Originally published on www.hagerty.com
How awesome would it be today to walk into a big-box store and ride out on an Italian sport bike? Fifty years ago, at your neighborhood Wards and Sears, you could do just that.
Decades before Ford mass-produced the Model T, and a century before Amazon.com made every book, bouquet and baby blanket just a mouse click away, Aaron Montgomery Ward and Richard Warren Sears revolutionized retail with massive printed catalogs. Offering everything from shotguns to guitars, cameras to baseball mitts, they put all the finer things in life within reach of everyone, no matter where you lived. Even if you called Teakettle Junction home, ordering up a player piano was just a mail-in form and fountain pen away. Genius.
While Montgomery Ward and Sears, Roebuck & Co. were highly selective in the products they offered — Wards launched the term “satisfaction guaranteed or your money back” — they were by no means exclusionary. In fact, as the rajahs of retail, they’d sell you just about anything. The firms were deep pocketed, and so they didn’t mind exploring promising new opportunities, even if they didn’t always work out. Notable wins included Sears’ Allstate insurance and Kenmore appliances, but flops included the 1952–53 Allstate car, based on the Kaiser-Frazer Henry J.
And so, for a 20-year period from about 1950 to 1970, these catalog giants also offered my most favorite mechanical invention: motorcycles. Resellers rather than manufacturers, Sears connected with American company Cushman to create Allstate scooters and then Italian company Piaggio to rebadge Vespa scooters, along with Italy’s Gilera and Austrian company Puch for small-displacement motorcycles. For its part, Wards also tapped Puch, along with Motobecane from France and Italy’s Benelli, Lambretta and Bianchi to rebadge existing European small-displacement scooters and motorcycles.

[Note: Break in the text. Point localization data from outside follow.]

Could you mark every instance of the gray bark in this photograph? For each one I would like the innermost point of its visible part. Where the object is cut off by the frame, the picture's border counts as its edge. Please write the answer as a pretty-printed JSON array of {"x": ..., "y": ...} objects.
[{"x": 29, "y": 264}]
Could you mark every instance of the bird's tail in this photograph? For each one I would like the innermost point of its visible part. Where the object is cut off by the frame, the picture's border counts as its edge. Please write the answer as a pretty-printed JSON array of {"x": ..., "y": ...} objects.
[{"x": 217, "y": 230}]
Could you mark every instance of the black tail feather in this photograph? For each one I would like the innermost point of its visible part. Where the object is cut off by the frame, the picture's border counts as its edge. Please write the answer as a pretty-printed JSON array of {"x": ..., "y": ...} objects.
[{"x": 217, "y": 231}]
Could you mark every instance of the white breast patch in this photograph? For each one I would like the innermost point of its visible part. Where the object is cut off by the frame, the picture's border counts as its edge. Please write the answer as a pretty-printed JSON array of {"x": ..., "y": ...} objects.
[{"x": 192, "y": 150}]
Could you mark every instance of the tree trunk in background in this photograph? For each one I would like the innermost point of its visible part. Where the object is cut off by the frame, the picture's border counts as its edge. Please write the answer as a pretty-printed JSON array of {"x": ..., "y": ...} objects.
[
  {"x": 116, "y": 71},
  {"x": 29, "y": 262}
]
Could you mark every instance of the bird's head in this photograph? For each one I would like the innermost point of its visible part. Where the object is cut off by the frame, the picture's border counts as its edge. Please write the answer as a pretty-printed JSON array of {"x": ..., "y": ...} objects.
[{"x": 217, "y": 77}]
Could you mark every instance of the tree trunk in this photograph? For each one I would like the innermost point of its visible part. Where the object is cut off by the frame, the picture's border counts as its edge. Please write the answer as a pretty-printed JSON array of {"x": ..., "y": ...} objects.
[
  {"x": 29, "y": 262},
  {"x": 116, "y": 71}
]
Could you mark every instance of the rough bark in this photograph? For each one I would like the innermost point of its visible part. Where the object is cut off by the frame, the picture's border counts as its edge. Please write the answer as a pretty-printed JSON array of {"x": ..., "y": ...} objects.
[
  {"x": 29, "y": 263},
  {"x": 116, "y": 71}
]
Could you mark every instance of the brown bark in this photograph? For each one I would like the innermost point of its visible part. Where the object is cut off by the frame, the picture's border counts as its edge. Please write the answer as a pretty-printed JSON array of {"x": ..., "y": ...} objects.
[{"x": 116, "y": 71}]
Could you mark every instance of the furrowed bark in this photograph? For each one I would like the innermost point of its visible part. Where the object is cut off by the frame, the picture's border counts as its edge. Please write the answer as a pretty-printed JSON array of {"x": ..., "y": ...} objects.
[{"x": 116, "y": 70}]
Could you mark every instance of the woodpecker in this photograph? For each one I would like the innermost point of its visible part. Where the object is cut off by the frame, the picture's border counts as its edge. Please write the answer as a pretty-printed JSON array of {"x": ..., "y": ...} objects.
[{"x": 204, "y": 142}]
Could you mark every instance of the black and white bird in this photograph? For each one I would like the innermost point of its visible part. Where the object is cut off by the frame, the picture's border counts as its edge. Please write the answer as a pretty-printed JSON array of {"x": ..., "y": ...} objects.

There was even a brief dalliance with Mitsubishi of Japan.
By dating everyone in their proverbial little black books, Sears and Wards were ideally poised for the post-war U.S. bike boom, with literally dozens of models available. But without the ability to steer product development, in reality Wards and Sears had more sizzle than steak to sell. They did this, in part, with inventive names such as the Wards Riverside model range, which evoked an exciting kinship with the West Coast racetrack.